Desde que o ser humano ousou não obedecer a uma ordem injusta, a palavra Não começou a ser poderosa. Parece que foi assim que os mais jovens começaram a fazer uso desta palavra forte, a aplicando-a sempre que algo lhes parecia errado.

Nem todos os Nãos são iguais. Há uns mais preponderantes que outros. Quando se diz “Não à igualdade” ou “Não à liberdade”, parece que as vidas ficam paralisadas e o sentimento de injustiça cresce. Contudo, quando escutamos “Não à guerra!” ou “Não à escravatura!”, a justiça solfeja nos nossos corações. Afinal, qual o valor desta poderosa palavra?
Um simples “não” poderá ser um gesto de coragem, ousadia, liberdade, cidadania responsável ou o ponto de partida para um longo e interessante diálogo.

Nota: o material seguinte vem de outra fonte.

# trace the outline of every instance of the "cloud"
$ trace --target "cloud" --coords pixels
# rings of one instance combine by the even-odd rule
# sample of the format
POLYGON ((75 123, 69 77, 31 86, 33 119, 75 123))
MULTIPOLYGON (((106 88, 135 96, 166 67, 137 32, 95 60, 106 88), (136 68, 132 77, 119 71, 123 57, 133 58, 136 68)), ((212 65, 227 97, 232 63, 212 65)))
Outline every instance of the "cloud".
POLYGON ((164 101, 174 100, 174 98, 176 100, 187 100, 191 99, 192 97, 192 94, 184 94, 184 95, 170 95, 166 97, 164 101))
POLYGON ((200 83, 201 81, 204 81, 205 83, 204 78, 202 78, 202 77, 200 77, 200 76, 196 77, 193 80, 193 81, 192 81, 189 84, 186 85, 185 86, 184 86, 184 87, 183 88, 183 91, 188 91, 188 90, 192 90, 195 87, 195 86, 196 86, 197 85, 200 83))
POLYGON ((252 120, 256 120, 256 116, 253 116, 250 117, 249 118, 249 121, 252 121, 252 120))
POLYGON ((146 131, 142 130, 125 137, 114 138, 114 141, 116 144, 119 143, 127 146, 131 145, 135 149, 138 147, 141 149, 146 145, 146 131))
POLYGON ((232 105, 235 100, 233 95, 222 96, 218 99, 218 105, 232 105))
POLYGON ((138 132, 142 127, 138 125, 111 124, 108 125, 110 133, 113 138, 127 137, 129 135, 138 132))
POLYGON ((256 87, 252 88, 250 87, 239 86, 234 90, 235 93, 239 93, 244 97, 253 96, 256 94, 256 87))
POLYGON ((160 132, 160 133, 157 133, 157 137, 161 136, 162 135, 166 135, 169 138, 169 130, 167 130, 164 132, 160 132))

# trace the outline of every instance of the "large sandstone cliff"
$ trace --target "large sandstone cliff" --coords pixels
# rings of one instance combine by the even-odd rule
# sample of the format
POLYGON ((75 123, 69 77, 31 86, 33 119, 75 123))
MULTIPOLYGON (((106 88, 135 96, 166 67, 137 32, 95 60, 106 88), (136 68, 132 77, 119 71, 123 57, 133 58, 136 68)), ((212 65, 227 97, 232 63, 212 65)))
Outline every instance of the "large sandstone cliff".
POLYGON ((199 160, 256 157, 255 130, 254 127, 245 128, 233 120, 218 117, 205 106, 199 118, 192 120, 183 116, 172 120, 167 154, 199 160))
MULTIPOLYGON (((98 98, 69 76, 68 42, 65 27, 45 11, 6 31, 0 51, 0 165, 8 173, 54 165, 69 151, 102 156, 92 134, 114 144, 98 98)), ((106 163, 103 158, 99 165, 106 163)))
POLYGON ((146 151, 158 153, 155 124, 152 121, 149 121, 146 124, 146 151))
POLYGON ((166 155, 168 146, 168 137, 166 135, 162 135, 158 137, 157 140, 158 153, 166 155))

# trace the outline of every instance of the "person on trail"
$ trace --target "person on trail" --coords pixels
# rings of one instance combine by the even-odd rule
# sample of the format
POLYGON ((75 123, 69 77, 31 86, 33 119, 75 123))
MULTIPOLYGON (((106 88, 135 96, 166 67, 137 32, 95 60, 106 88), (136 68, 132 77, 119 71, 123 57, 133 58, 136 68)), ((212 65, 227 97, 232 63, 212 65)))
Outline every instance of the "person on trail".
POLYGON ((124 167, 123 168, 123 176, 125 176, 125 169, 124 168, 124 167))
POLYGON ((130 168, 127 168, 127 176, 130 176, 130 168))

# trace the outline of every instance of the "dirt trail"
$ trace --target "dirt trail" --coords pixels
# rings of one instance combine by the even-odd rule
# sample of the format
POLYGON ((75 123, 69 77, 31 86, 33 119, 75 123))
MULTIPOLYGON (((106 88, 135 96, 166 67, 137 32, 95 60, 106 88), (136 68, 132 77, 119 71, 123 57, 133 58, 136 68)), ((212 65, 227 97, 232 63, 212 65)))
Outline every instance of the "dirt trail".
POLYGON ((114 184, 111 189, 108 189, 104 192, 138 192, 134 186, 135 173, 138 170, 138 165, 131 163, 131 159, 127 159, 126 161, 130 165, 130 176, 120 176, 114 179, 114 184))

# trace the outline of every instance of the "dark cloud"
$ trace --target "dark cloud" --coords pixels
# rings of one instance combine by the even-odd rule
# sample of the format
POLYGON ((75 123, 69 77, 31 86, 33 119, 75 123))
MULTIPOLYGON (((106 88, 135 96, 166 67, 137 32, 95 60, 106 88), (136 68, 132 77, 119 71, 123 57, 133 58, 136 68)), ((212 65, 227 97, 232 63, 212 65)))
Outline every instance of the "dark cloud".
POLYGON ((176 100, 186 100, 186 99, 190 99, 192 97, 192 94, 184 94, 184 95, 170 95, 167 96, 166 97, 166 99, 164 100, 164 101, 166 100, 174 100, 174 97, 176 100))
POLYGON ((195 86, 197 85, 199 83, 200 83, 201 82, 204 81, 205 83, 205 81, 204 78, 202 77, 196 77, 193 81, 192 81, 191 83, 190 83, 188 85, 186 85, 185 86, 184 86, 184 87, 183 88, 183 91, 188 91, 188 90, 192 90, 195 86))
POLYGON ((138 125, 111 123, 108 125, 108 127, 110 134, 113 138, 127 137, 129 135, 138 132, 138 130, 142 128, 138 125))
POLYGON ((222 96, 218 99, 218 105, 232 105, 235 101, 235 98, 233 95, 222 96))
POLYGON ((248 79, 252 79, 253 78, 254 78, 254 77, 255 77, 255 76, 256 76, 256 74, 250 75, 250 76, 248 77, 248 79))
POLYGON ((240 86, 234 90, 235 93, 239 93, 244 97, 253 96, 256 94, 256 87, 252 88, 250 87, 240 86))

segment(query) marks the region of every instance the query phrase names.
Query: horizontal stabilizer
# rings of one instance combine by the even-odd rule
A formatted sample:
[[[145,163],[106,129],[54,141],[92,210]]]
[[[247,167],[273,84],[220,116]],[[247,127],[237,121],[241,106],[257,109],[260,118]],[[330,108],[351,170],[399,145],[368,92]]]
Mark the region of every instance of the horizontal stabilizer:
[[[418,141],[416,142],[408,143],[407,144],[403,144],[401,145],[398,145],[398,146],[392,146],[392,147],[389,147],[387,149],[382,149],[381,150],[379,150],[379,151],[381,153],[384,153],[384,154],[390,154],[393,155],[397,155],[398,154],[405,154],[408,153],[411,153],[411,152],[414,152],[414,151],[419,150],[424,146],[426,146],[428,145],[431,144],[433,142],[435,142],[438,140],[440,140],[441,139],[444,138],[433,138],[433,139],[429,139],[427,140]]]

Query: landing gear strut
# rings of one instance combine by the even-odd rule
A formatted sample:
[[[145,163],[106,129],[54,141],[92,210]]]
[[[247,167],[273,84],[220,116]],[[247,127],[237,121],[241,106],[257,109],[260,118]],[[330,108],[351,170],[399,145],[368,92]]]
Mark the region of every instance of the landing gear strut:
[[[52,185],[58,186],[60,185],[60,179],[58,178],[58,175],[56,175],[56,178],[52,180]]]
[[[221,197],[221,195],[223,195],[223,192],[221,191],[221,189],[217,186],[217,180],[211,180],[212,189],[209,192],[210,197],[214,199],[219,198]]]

É o “não” que nos separa da obediência cega, que nos faz escolher, discernir e afirmar quem somos. Dizer “não” é, afinal, dizer “sim” a algo maior: à justiça, à dignidade, à autonomia. Elena Levi não celebra a recusa, o capricho ou a simples desobediência, pelo contrário. Cada “Não” carrega responsabilidade, reflexão e coragem. Esta palavra mínima, tantas vezes reprimida, transforma-se num gesto de emancipação e lucidez, de encorajamento ao pensamento crítico e a uma consciência ética.
Eléna Lévi, escritora e jornalista francesa, tem explorado em várias obras a fronteira entre literatura, filosofia e pedagogia. A sua escrita, delicada e perspicaz, aposta numa educação do olhar, da escuta e do pensamento.

O traço leve, quase infantil, de Serge Bloch, abraça o texto com ironia e ternura, ampliando o discurso. A simplicidade da linha, da mancha de cor ou outros elementos que nos fazem recordar a banda desenhada, traduzem visualmente a força interior do “não”: a recusa que se ergue, o corpo que se endireita, o gesto que rompe o silêncio. Há um diálogo constante entre texto e imagem; o desenho não ilustra apenas o que é dito: comenta, interpreta e acrescenta camadas de sentido.
Este esplendoroso livro rompe com o conformismo e enaltece a autonomia, a desobediência e a construção do indivíduo livre. Nas páginas desta História do Não habitam muitas perguntas, tais como: Como nasce o Não? Para que serve o Não? O Não pode ser irritante? O que significa dizer Não? Há Nãos mais justos que outros? Será mais fácil obedecer do que dizer Não? Algumas vezes, dizer Não é uma forma de dizer “sim”?